France - L'écrivaine algérienne Assia Djebar est élue à l'Académie française

Paris — L'écrivaine algérienne Assia Djebar a été élue hier à l'Académie française, a-t-on appris auprès de l'institution du Quai Conti. C'est la première fois qu'une personnalité d'origine maghrébine fait son entrée à l'Académie depuis sa création, en 1635.

Née en 1936 à Cherchell, près d'Alger, Assia Djebar a été la première Algérienne à être admise à l'École normale supérieure de Sèvres, en 1955, avant de publier un an plus tard son premier roman, La Soif, qui lui avait alors valu d'être comparée à Françoise Sagan.
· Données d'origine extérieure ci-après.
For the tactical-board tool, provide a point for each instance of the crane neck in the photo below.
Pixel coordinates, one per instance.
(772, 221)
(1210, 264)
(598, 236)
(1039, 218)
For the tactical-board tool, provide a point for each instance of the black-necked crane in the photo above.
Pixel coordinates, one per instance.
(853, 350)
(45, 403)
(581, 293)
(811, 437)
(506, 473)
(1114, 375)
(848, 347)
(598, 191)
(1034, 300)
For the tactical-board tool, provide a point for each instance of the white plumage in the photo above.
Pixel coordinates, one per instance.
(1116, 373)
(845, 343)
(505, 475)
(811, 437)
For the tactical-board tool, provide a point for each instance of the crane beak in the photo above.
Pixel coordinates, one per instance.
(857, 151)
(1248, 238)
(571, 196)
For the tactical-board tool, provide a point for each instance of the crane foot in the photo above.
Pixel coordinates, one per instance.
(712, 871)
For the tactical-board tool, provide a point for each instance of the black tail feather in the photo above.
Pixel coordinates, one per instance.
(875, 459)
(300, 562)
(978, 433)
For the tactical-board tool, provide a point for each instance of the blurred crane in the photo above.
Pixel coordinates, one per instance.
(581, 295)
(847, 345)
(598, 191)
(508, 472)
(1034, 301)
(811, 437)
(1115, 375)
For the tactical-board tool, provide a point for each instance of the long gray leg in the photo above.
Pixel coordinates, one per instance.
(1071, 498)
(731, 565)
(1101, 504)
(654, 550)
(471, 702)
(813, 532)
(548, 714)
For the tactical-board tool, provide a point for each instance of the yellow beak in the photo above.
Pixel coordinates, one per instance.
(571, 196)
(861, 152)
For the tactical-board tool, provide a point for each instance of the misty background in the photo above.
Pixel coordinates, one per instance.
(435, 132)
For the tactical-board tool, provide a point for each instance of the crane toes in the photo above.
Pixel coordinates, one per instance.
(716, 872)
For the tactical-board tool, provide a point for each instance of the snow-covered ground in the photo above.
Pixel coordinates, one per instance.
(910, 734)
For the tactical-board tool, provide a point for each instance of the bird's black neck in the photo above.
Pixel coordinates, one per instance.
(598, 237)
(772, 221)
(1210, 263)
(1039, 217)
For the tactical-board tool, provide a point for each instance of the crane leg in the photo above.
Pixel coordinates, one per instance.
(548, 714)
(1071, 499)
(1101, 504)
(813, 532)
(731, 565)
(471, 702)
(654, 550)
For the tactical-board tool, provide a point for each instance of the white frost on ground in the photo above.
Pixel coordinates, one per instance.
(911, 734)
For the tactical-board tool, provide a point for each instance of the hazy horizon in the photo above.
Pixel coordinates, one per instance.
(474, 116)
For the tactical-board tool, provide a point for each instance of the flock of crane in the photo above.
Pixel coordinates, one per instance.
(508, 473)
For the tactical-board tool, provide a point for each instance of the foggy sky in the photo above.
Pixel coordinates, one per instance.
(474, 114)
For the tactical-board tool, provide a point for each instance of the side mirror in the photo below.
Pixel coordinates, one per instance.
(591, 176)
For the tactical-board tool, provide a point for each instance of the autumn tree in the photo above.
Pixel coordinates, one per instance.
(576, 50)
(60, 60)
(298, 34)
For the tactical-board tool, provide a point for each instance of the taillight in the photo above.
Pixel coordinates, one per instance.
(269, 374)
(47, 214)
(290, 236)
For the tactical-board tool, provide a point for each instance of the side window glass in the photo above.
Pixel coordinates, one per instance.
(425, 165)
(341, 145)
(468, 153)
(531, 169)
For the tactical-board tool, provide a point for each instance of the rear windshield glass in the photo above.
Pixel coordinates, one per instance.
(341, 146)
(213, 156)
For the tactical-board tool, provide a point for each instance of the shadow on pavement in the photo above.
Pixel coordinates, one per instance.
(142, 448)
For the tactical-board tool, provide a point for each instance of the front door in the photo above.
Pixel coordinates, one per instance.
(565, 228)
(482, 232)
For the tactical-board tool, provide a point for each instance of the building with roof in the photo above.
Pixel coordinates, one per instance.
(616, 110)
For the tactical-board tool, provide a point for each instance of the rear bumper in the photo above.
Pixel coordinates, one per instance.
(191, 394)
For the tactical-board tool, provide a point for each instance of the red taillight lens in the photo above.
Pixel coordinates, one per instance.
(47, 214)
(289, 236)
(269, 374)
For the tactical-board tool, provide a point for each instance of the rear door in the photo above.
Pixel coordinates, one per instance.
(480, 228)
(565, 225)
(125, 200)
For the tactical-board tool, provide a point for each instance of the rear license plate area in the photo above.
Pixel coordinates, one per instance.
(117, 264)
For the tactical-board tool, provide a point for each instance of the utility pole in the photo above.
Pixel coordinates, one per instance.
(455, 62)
Docteure ès lettres de l'Université de Montpellier, elle a enseigné l'histoire à la faculté d'Alger de 1962 à 1965, puis la littérature française et le cinéma de 1974 à 1980.

Figure emblématique de l'émancipation des femmes en Algérie, elle a notamment écrit Loin de Médine (1991), Le Blanc de l'Algérie (1996), Ces voix qui m'assiègent (1999) ou encore La Femme sans sépulture (2002). Le cinéma lui a également inspiré plusieurs longs métrages, comme La Nouba des femmes du mont Chenoua, qui a obtenu le prix de la critique à la Biennale de Venise en 1979.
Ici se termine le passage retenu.